"If we get up now we could go hare spotting"
We drove to our favourite 'hare spotting' location and started walking, it took a little while before we saw one . . . two, three, four! (And five! - one just out of shot.)
You have to know what to look for, a hare at rest looks very like a clod of earth.
Until they move to graze on the winter wheat shoots . . . then you can seen the ears.
No boxing this morning, they seem settled in pairs.
Ears pricked. Whiskers twitching. We've been spotted!
Showing us a clean pair of heels as they race to the far end of the field.
A lovely morning to be out in the fresh air . . . a bright blue sky and white Cherry-Plum blossom.
Golden Kingcups on the pond edges.
Bright lime-green leaves breaking on the Weeping Willows.
'Bread and cheese' – Hawthorn hedges greening.
The Badgers have been busy cleaning and extending their sett.

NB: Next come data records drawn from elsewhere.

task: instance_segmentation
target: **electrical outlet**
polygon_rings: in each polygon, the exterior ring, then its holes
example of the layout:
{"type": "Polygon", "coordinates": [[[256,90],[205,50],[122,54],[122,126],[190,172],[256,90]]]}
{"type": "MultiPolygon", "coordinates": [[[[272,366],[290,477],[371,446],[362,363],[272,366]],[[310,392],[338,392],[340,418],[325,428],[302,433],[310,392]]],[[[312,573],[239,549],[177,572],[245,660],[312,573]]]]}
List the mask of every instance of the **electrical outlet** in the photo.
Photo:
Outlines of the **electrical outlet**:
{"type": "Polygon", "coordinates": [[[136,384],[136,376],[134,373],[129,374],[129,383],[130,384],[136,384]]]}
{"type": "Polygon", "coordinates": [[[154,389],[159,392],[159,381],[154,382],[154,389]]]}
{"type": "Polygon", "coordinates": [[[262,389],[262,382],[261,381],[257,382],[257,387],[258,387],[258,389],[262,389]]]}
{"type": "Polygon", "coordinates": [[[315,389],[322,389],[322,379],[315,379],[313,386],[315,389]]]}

9 a.m. beginning to cloud over.
Time to head off home . . . yes this is a footpath, the farmer has recently rolled the field to sow Spring Barley and will re-instate the track when the crop starts to grow. We are heading straight across to a small marker post on the wood edge.
Back home before 10 a.m. and sitting on the sofa in the sunshine, with a cup of tea and slice and toasted and buttered Barmbrack that we bought yesterday as a treat.